Está sábado pasado compartí un hermoso taller, donde nos permitimos volver a entregarnos, a confiar en un otr@
Esta confianza no está librada al azar, ni tampoco se deja al imaginario de lo que cada un@ cree que debería ser. De hecho es algo sobre lo que trabajamos mucho.
Cuánta responsabilidad delego en un otro@, cuando me entrego a confiar sin haber consensuado pautas, de cómo quiero ser tratado, de qué formas elijo para que se me respete. Más allá de que el terapeuta debe plantear cómo va a ser el espacio que dispone para trabajar.
Saber que cómo paciente soy quien va a determinar qué límites quiero que se trasciendan y que Eso es lo válido muy por sobre el saber del terapeuta es algo que deja el poder donde corresponde, en el paciente, que viene a buscar un espacio para tratar lo que necesita ser acompañado.
Mi sentir como paciente es lo que decide que quiero para mi cuerpo y que no.
Así sé que el proceso puede detenerse cuando lo necesite o puede ir hacia el lugar que esté requiriendo.
Darnos ese lugar no es una tarea fácil por muy lindo que suene.
Incluso, cómo terapeuta, creo que dar ese lugar también requiere mucho trabajo personal, dejar de lado todo eso que creemos que tiene que ser de determinada forma.

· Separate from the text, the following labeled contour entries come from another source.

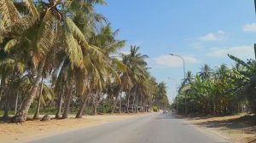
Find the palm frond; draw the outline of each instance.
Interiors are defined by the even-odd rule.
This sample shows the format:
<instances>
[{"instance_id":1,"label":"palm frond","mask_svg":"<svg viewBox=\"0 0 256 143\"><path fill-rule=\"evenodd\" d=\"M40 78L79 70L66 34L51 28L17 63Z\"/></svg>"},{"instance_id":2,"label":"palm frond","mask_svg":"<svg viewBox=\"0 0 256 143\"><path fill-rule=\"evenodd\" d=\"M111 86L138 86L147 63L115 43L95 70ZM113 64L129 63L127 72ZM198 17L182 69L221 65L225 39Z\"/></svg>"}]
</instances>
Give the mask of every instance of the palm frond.
<instances>
[{"instance_id":1,"label":"palm frond","mask_svg":"<svg viewBox=\"0 0 256 143\"><path fill-rule=\"evenodd\" d=\"M0 17L5 26L21 22L19 11L12 0L0 0Z\"/></svg>"}]
</instances>

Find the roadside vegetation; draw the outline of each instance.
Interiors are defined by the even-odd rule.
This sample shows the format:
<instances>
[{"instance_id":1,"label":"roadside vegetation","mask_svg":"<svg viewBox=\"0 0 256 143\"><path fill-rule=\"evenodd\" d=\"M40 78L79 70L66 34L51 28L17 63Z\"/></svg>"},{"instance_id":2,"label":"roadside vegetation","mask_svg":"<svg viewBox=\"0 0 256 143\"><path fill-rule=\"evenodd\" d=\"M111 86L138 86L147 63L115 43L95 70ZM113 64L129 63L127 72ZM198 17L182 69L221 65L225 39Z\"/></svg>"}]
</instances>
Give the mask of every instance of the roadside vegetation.
<instances>
[{"instance_id":1,"label":"roadside vegetation","mask_svg":"<svg viewBox=\"0 0 256 143\"><path fill-rule=\"evenodd\" d=\"M148 72L139 47L121 54L104 0L0 1L0 114L25 122L40 112L148 112L169 106L165 83ZM155 107L154 107L155 108ZM10 113L13 114L10 116Z\"/></svg>"},{"instance_id":2,"label":"roadside vegetation","mask_svg":"<svg viewBox=\"0 0 256 143\"><path fill-rule=\"evenodd\" d=\"M228 55L233 67L223 64L212 68L204 65L193 75L188 72L173 107L180 113L224 116L239 112L256 113L255 60L243 61Z\"/></svg>"}]
</instances>

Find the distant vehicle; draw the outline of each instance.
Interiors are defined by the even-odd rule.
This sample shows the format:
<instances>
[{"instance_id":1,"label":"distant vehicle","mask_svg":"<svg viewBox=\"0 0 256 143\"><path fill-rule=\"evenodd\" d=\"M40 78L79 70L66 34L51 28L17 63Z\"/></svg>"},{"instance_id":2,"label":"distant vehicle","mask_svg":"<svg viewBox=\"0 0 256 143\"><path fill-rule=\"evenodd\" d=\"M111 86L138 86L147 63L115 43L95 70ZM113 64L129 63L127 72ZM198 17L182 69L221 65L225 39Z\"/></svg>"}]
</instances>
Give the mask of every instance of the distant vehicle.
<instances>
[{"instance_id":1,"label":"distant vehicle","mask_svg":"<svg viewBox=\"0 0 256 143\"><path fill-rule=\"evenodd\" d=\"M168 113L168 111L167 110L164 110L163 113Z\"/></svg>"}]
</instances>

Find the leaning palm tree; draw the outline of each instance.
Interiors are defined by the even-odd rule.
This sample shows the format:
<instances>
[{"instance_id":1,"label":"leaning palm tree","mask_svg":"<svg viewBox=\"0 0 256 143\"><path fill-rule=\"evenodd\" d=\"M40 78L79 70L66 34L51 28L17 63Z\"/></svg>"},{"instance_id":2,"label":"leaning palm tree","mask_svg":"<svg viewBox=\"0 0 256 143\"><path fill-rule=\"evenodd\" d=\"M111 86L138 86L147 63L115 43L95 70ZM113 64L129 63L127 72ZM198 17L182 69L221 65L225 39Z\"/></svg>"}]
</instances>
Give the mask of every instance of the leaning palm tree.
<instances>
[{"instance_id":1,"label":"leaning palm tree","mask_svg":"<svg viewBox=\"0 0 256 143\"><path fill-rule=\"evenodd\" d=\"M62 45L57 48L65 51L72 67L83 68L83 53L99 52L88 44L84 34L72 20L72 14L76 10L90 12L88 11L90 8L84 4L84 3L91 6L91 3L98 3L98 1L74 3L50 0L47 4L35 5L32 1L26 0L21 3L25 3L24 11L28 11L28 14L20 12L12 1L3 0L0 3L2 21L6 24L5 29L10 29L7 33L12 37L8 42L10 46L6 50L17 51L17 47L24 47L24 52L31 55L33 69L32 74L35 75L34 83L28 93L27 100L13 118L13 122L24 122L39 86L45 57L52 51L51 49L56 49L55 46L55 43L58 42L56 37L61 37L64 39ZM81 7L78 7L79 4ZM59 5L61 5L62 9L57 9ZM67 13L68 11L70 13Z\"/></svg>"}]
</instances>

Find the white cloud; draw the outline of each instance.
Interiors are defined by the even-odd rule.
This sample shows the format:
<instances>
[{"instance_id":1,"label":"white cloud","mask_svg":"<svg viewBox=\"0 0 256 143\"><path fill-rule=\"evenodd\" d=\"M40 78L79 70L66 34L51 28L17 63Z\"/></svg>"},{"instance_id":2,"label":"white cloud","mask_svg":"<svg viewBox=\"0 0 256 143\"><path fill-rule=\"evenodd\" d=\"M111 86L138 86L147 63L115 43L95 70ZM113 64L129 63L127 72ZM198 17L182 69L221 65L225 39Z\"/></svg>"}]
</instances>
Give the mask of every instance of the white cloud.
<instances>
[{"instance_id":1,"label":"white cloud","mask_svg":"<svg viewBox=\"0 0 256 143\"><path fill-rule=\"evenodd\" d=\"M254 49L253 45L243 45L230 48L215 48L212 49L207 55L216 58L226 58L228 54L237 56L239 58L250 59L253 58L254 56Z\"/></svg>"},{"instance_id":2,"label":"white cloud","mask_svg":"<svg viewBox=\"0 0 256 143\"><path fill-rule=\"evenodd\" d=\"M199 38L200 41L208 42L208 41L217 41L221 40L225 35L225 31L218 31L216 33L211 32Z\"/></svg>"},{"instance_id":3,"label":"white cloud","mask_svg":"<svg viewBox=\"0 0 256 143\"><path fill-rule=\"evenodd\" d=\"M183 56L185 60L185 64L198 64L200 61L193 56ZM168 66L168 67L182 67L183 60L175 56L172 55L161 55L154 58L153 60L155 62L157 66Z\"/></svg>"},{"instance_id":4,"label":"white cloud","mask_svg":"<svg viewBox=\"0 0 256 143\"><path fill-rule=\"evenodd\" d=\"M242 30L243 31L256 32L256 23L245 25Z\"/></svg>"}]
</instances>

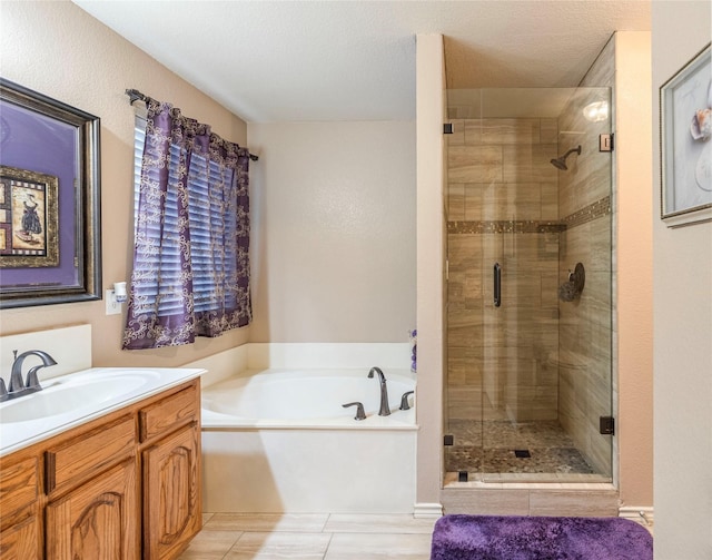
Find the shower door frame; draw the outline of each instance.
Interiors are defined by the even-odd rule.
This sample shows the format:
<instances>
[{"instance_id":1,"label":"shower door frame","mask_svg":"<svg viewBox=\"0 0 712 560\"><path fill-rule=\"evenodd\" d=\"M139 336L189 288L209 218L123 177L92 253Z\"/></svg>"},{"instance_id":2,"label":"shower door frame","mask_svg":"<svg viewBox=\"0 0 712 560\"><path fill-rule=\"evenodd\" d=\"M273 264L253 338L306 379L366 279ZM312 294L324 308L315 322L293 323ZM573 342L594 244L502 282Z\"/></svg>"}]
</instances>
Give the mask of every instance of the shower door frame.
<instances>
[{"instance_id":1,"label":"shower door frame","mask_svg":"<svg viewBox=\"0 0 712 560\"><path fill-rule=\"evenodd\" d=\"M457 411L456 415L465 417L476 414L475 409L477 406L469 407L468 410L468 404L472 404L472 400L467 404L465 402L467 399L476 399L478 394L482 430L478 434L473 431L466 433L465 439L468 440L466 443L471 444L472 448L476 448L477 445L482 448L481 453L483 455L479 460L479 469L475 471L475 474L485 481L501 482L507 479L507 477L503 478L502 473L487 473L486 469L483 468L487 440L490 439L494 441L494 438L487 434L484 430L484 421L486 420L485 411L492 412L492 405L495 404L495 409L498 409L501 413L504 412L504 414L500 414L500 417L496 420L504 421L505 424L508 423L514 425L530 421L555 421L564 423L560 416L562 415L562 411L565 411L564 413L571 416L570 419L565 419L565 422L567 424L567 430L571 430L573 439L576 440L575 446L584 448L584 456L586 456L586 453L591 453L591 459L586 458L586 461L595 463L593 466L594 474L591 477L570 477L570 479L572 481L592 480L610 482L613 478L612 438L611 435L594 435L592 426L595 424L595 429L597 429L599 416L612 416L613 409L613 283L611 266L613 249L611 243L613 227L611 207L613 189L612 158L610 154L601 154L597 150L599 135L611 132L612 125L610 117L605 120L591 122L583 117L583 111L578 109L582 109L591 102L600 102L601 100L610 105L611 90L610 88L574 88L566 90L547 89L547 92L563 91L563 97L567 99L566 102L570 108L575 107L576 110L568 110L568 119L556 118L554 124L552 124L551 117L520 116L515 121L503 117L501 114L497 115L500 109L494 108L493 111L496 117L493 118L500 119L500 124L497 125L493 124L494 121L492 121L487 116L487 98L501 99L507 96L511 97L511 94L513 94L512 90L505 90L505 94L502 94L502 91L503 90L498 90L496 92L492 91L493 95L490 95L491 90L476 90L471 94L471 97L476 99L473 105L476 106L478 102L478 107L472 108L471 106L466 111L472 111L472 114L475 114L475 117L472 118L471 114L465 115L466 118L463 119L451 119L453 122L454 134L446 137L448 154L447 259L449 276L447 302L448 369L447 375L445 376L447 383L447 386L445 387L447 399L445 406L446 433L452 434L455 431L452 429L454 425L453 411ZM533 97L540 96L543 90L535 91L536 95ZM452 97L451 94L452 91L448 91L448 98ZM462 91L458 94L462 94ZM461 95L459 99L462 98L463 96ZM455 104L455 114L453 114L453 104L451 104L451 117L462 116L463 107L464 105L462 104ZM477 119L482 119L478 125L476 124ZM565 125L562 126L562 124ZM479 128L479 130L477 130L477 128ZM525 154L524 151L526 150L521 149L521 146L513 148L513 146L517 145L516 141L512 140L512 138L513 135L517 134L523 134L525 137L528 136L528 139L524 143L526 144L527 141L531 141L528 154ZM479 139L473 140L473 138L476 138L477 136ZM496 171L487 170L487 165L491 165L490 159L492 159L492 154L494 154L494 150L491 148L496 146L495 140L497 136L500 136L500 140L502 143L498 146L500 151L501 154L504 154L504 156L502 156L502 160L505 159L507 153L516 153L518 150L524 154L520 155L520 157L523 158L523 161L516 161L515 164L510 165L508 168L506 161L502 163L502 175L493 178L493 176L496 176ZM570 144L572 144L572 146L568 146ZM577 154L575 149L573 150L573 154L571 154L571 148L576 147L573 146L573 144L576 144L576 146L583 145L581 154ZM481 154L476 154L474 151L476 146L484 148ZM455 149L453 150L452 148ZM566 151L570 151L570 156L566 159L568 170L557 170L551 165L551 163L554 158L557 158ZM475 180L469 179L467 173L477 167L479 167L482 178L478 177ZM531 180L527 179L526 183L538 185L536 187L538 188L538 215L536 215L536 213L527 213L517 208L511 208L510 205L510 198L512 196L510 193L512 190L511 184L516 183L516 174L520 169L524 168L527 169L527 173L532 174ZM589 185L593 177L594 191L584 193L582 195L574 190L573 194L570 193L571 196L568 196L568 198L565 198L567 204L562 204L562 207L560 208L558 203L564 199L561 198L562 191L565 191L566 189L572 190L574 188L573 185L566 184L566 179L563 179L563 185L560 184L562 174L570 174L568 177L580 175L587 180L587 183L583 179L578 181L584 185ZM552 177L555 178L556 184L555 203L552 203L552 189L548 186ZM604 177L604 179L602 179L602 177ZM492 193L496 191L497 188L500 190L504 188L504 202L501 199L497 200L497 197L492 195ZM599 196L599 194L602 193L596 193L602 188L605 193L602 191L603 196ZM478 212L477 209L473 210L472 205L468 204L471 199L476 198L473 198L469 195L477 190L479 190L479 197L482 200L482 206ZM525 202L527 197L530 203L535 200L535 197L533 197L531 193L525 194ZM490 202L494 200L497 205L494 210L487 209L485 204L487 199L490 199ZM552 204L555 205L555 215L551 212ZM576 205L582 206L576 208ZM603 229L600 227L602 224L605 225ZM582 232L590 232L591 229L595 229L592 234L593 237L582 234ZM458 236L466 236L467 234L469 234L469 238L466 242L458 238ZM572 249L576 242L570 243L570 239L573 239L574 237L582 237L582 235L586 239L595 239L594 245L597 244L594 247L595 250L590 248L587 252L584 250L583 253L578 253L577 250ZM485 240L491 236L501 237L501 243L498 243L498 254L495 250L495 254L490 255L487 253L493 253L492 249L485 250L483 248ZM606 240L606 248L604 250L601 249L602 237L605 237ZM477 240L477 238L479 240ZM564 243L564 250L560 250L560 242ZM538 277L535 279L535 284L537 283L535 286L532 286L528 281L520 282L516 276L522 276L522 273L514 274L516 267L513 268L512 262L507 262L512 261L513 249L521 244L534 244L540 254L547 253L548 249L556 246L554 249L557 253L556 263L553 265L553 268L548 267L546 271L536 272ZM497 245L496 240L495 245ZM463 276L461 274L462 271L459 269L461 263L457 258L453 259L456 255L451 254L451 250L454 250L455 254L461 253L465 255L467 252L478 252L483 258L479 274L471 274L468 278L463 281ZM465 261L472 261L474 257L465 256L464 258ZM591 330L586 331L587 327L581 317L571 316L568 308L564 308L563 312L560 312L562 307L558 303L556 303L556 311L553 311L551 307L552 297L556 299L558 286L567 282L568 271L574 269L578 259L587 262L590 269L592 271L592 281L589 292L580 294L578 299L576 302L568 303L568 305L571 308L577 306L577 310L583 310L586 305L593 302L593 304L599 307L605 307L603 312L597 310L597 314L593 321L595 328L592 333ZM607 261L607 263L604 261ZM494 267L497 263L501 266L500 273L502 278L501 306L495 305L494 298ZM584 263L584 265L586 263ZM527 266L532 267L532 264L525 263L522 269L526 269ZM541 266L533 265L533 267L536 268ZM487 271L492 272L487 274ZM459 277L458 274L461 274ZM528 271L524 273L524 275L526 274L528 274ZM606 294L602 294L602 288L600 286L602 278L606 286L604 289L607 292ZM467 297L464 297L463 302L465 303L463 304L463 302L454 302L449 294L452 294L453 291L463 291L467 292L468 296L472 296L473 289L474 293L477 293L478 291L477 295L479 297L479 302L476 302L474 305L482 306L482 316L479 318L471 316L465 320L462 317L454 320L456 316L455 308L458 305L472 306L472 302L475 299L467 299ZM498 342L506 343L513 332L520 331L517 322L505 322L504 326L498 326L498 334L496 332L494 334L490 333L488 335L482 334L482 343L469 344L468 346L468 343L465 342L467 336L472 336L478 328L484 328L487 324L492 323L493 317L495 317L497 313L504 316L513 313L513 310L511 310L512 302L516 302L517 296L520 297L520 305L526 307L527 302L538 297L536 296L537 289L541 291L540 295L546 294L547 302L546 306L543 307L544 314L556 314L556 321L560 321L558 313L561 313L562 318L565 322L568 322L567 324L570 326L576 325L583 331L592 334L592 338L590 341L592 348L600 352L602 350L602 345L605 346L603 350L607 360L607 365L605 366L605 372L603 374L601 374L602 364L600 363L593 364L593 370L595 370L595 372L593 372L593 373L589 372L587 364L576 362L576 360L581 361L581 356L576 357L575 352L566 350L563 357L560 356L558 341L556 341L556 352L552 351L551 344L545 344L543 350L536 351L533 348L526 350L525 347L517 348L515 343L514 352L506 350L506 344L504 346L497 345ZM513 296L512 291L515 291L516 295ZM521 311L521 314L530 312L531 310ZM514 313L517 313L516 310ZM547 320L545 316L541 316L537 321L545 323ZM558 337L560 332L561 325L558 325L556 337ZM535 337L536 334L537 333L535 332L530 333L530 336ZM486 340L486 336L490 336L490 341ZM545 335L542 335L542 337L545 337ZM564 338L566 337L570 337L570 333L564 334ZM451 341L453 340L461 344L461 347L452 346ZM494 341L495 344L491 344L492 341ZM462 347L465 348L465 354L473 355L478 351L482 354L482 362L478 366L478 392L476 390L468 389L464 393L458 393L457 391L452 390L448 382L448 380L452 379L477 376L477 372L474 372L473 369L468 370L466 365L461 363L463 362L463 357L459 355ZM552 385L556 385L555 399L551 395L547 396L542 391L537 391L537 385L534 382L531 382L528 385L523 387L516 385L515 390L510 387L507 393L506 380L503 383L502 380L496 379L496 375L493 377L492 369L488 367L488 364L502 361L502 356L497 355L497 352L504 352L505 354L504 362L510 364L507 367L507 374L510 377L521 377L530 381L537 377L547 377ZM487 355L487 353L490 354ZM513 363L512 361L521 362L524 364L524 367L513 369L511 365ZM552 370L555 370L555 374ZM571 397L571 392L567 391L568 387L564 387L564 391L561 391L558 385L562 383L581 384L581 379L575 375L572 376L572 372L575 374L582 370L585 370L585 373L580 375L580 377L603 376L606 379L607 389L605 390L605 394L603 397L599 394L597 402L592 406L581 405L576 402L562 404L562 401L566 399L568 401L581 401L581 396L576 396L575 394L573 399ZM562 371L566 372L564 375L565 379L562 377ZM585 383L589 382L590 380L586 379ZM594 387L595 393L601 393L601 391L600 386ZM505 406L502 406L503 403ZM552 405L555 407L555 412L552 412ZM490 416L492 419L493 414L490 414ZM507 426L504 425L504 428L506 429ZM512 431L510 430L510 432ZM514 432L516 432L516 430L514 430ZM527 443L525 441L526 439L514 439L504 443L501 441L503 438L506 439L511 435L512 433L498 435L498 443L504 444L505 449L511 448L510 451L512 452L528 451ZM586 440L593 442L590 449L585 449ZM597 442L594 442L594 440L597 440ZM601 442L603 442L603 451ZM457 445L457 442L455 442L455 444ZM454 449L448 450L446 448L446 470L448 470L448 452L454 453L455 456L457 455ZM523 480L523 473L520 472L518 475L514 478L521 481ZM528 478L531 478L532 481L562 482L563 480L566 480L566 473L531 473Z\"/></svg>"}]
</instances>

En el rol de terapeuta también hay entrega, a ser guiados por quien mejor sabe y siente lo que pasa en tu cuerpo (Vos mism@), acompañarte sin querer cambiar nada, aceptando todo como se presenta, es un montón !! y requiere ponerlo a prueba para afianzarnos en que cuando a veces sentimos que no estamos haciendo nada, estamos haciendo todo lo que podemos, y que ese cuerpo hoy se va aprendiendo a confiar más en sí mism@.
Esa persona que va aprendiendo a respetar sus pulsos no será la misma, y eso en gran medida es parte de una sesión, que el paciente aprenda más de sí mism@
Para mi estos encuentros son de magia pura, acompañar a los participantes a descubrir su propia magia es algo que me fascina. No hay nada que te dé que no estuviera antes en vos, lo estamos descubriendo juntos.
Todos pueden aprender a acompañarse con amor.
El contacto es algo mágico que en estos tiempos es necesario recuperar.